G7伊勢志摩サミットの首脳宣言は、直面する気候変動の緊急性を反映していないばかりか、パリ協定後の世界の動きと一致していません。これは、他のG7諸国がパリ協定の求める行動を取ろうとしているにもかかわらず、議長国である日本が足を引っ張っている明らかな証拠でしょう。 

昨年、G7ドイツ・エルマウサミットにて、気温上昇を2度未満に抑えて温室効果ガスの排出量をゼロにするために2050年までにエネルギー部門の変革を図り、今世紀中に世界経済の脱炭素化を実現するために各国が責任を果たすことを約束しました。G7諸国によるこの約束は、脱炭素化は不可避で変革はすでに始まっているという重要なシグナルを世界の投資家と化石燃料産業に送りました。その後世界各国は、気温上昇を1.5度に抑える目標を持って行動することにパリで合意しました。G7諸国は今回のサミットで、この合意はつまり、遅くても2050年までに自然エネルギー100%の社会を実現することだと認識することで応えるべきでした。

グリーンピース・インターナショナル(本部)事務局長のジェニファー・モーガンは「G7伊勢志摩首脳宣言は気候変動対策には不十分です。今年のパリ協定批准に関してのG7諸国の協力は喜ばしいですが、気候変動がもたらす危機について時期や方法など具体的に踏み込んだ、もっと野心的な対応をG7首脳には期待していました。各国の気候変動のコミットメントへの初回評価は2018年に行われます。グリーンピースは、G7諸国に100%自然エネルギー社会実現への計画をそれまでに策定することを求めます。気候変動に関する現行の公約の早期実行を約束することは望ましいですが、公約はすぐにさらなる野心的なものへと強化されなければなりません」と訴えました。
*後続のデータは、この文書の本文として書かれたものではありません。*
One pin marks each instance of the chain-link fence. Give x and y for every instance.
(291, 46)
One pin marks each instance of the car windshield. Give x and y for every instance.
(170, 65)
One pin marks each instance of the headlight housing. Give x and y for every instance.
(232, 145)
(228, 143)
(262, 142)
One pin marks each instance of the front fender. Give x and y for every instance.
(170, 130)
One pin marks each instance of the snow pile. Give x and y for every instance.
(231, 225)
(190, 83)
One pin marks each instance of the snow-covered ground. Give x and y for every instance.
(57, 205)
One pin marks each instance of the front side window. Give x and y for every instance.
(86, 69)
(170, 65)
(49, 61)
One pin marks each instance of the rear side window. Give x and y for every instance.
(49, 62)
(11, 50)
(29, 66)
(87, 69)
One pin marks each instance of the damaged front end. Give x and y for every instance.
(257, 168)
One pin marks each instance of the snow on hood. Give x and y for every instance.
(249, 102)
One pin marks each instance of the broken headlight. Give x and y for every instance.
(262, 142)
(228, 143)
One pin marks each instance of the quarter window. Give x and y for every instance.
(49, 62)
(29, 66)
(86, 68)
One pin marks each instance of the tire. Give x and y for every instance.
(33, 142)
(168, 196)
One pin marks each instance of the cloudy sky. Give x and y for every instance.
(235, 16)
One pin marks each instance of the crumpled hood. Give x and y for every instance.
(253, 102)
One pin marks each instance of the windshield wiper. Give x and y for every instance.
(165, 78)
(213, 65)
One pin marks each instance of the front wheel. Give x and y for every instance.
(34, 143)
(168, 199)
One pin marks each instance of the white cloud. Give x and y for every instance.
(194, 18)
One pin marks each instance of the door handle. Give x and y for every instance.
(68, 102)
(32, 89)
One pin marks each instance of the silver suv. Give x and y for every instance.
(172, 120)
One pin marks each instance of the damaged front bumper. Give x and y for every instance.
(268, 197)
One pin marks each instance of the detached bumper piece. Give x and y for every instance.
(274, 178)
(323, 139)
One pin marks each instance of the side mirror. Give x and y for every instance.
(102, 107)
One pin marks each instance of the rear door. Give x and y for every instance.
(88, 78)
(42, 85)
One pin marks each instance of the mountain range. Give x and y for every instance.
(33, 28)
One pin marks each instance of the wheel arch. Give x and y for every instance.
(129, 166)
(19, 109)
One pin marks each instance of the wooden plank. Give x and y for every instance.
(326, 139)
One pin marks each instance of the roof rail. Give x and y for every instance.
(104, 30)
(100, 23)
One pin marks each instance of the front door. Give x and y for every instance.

一方、G7各国首脳が、原子力発電が温室効果ガスの削減に大きく貢献すると提案したことは残念です。原発は気候変動の危機を救う答えにはなりません。グリーンピース・ジャパン プログラム部副部長の高田久代は「この提案は、日本政府と他の原発推進国が自国の思惑のために含めたものでしょう。しかし、原発は二度と日本のエネルギーミックスの主要部分を占めることはありません。安倍首相は自身の短絡的な公約実現のために、気候変動の危機を口実に利用し、時代遅れで危険な技術を推し進めようとしているのです」と批判しました。

さらにモーガンは、「日本は、各国首脳が気候変動の取組みにリーダーシップを約束する場であるG7サミットで議長国を務めながら、その一方で国内と海外の両方で石炭火力発電所の建設を賞賛していることに困惑を覚えざるをえません。このように二つの逆の立場を同時に持つことは、根本的に矛盾しています。次の政治的に重要な時期は、今年9月に中国で開かれるG20サミットです。このもっとも難しい政治的問題に正面から取り組み、官民の投資が気温上昇を1.5度に抑えるパリ協定のビジョンと相入れるようG20各国をリードできるかどうかは、議長国の中国にかかっています」と強調しました。本日グリーンピースは、ブリーフィングペーパー「2030 年エネルギーミックスの現実度チェック:破綻する日本の原子力発電」を発表し、日本政府が温室効果ガス削減目標の根拠としている2030年エネルギーミックスは非現実的であると指摘しました。